The Problem: Context Windows Are Not Infinite Memory

LLMs have large context windows now—200K tokens, 500K tokens, millions of tokens on the horizon. This creates a dangerous illusion: that you can dump everything into context and let the model sort it out.

You cannot.

Research on the "lost in the middle" effect (Liu et al., 2023) demonstrates that LLMs attend strongly to the beginning and end of their context window but lose track of information in the middle. Place a critical fact in the middle of a 100K-token context and the model may ignore it entirely, even when that fact is the key to answering the question you just asked.

This isn't a bug. It's how attention mechanisms work. The model has finite computational resources to distribute across the entire context. Early tokens and recent tokens get the most attention. The middle gets less. The longer the context, the more severe this effect becomes.

Observable Symptoms of Context Overload

You know you have a context management problem when you see:

  1. The agent repeats itself. It tells you the same thing multiple times because it can't track what it already said 50K tokens ago.

  2. The agent ignores recent instructions. You tell it to stop doing X, and two responses later it's doing X again. The instruction got lost in the noise.

  3. The agent confabulates details. It invents facts that sound plausible but aren't in the codebase. It's pattern-matching on noise instead of retrieving accurate information.

  4. The agent contradicts its own earlier output. It proposes a solution, then forgets it proposed that solution and suggests something incompatible five messages later.

  5. The agent asks for information it already has. You gave it the schema three prompts ago. Now it's asking for the schema again because it can't find it in the 80K tokens of accumulated transcript.

These are not model failures.
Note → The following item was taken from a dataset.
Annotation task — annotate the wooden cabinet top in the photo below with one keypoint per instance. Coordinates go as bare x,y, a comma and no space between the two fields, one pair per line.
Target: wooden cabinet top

These are context management failures.

Cognitive Load Theory Applied to AI

Cognitive load theory (Sweller, 1988) describes how human working memory is limited and how learning is impaired when working memory is overloaded. The principle applies to LLMs as well.

An LLM's "working memory" is its context window. The model can only effectively process a subset of what's in that window at any given time. Load it with 200K tokens of irrelevant code, debug logs, and conversation history, and you impose massive extraneous cognitive load. The model spends its attention budget sifting through noise instead of reasoning about the problem.

The agent that knows less but knows the RIGHT things outperforms the one drowning in context.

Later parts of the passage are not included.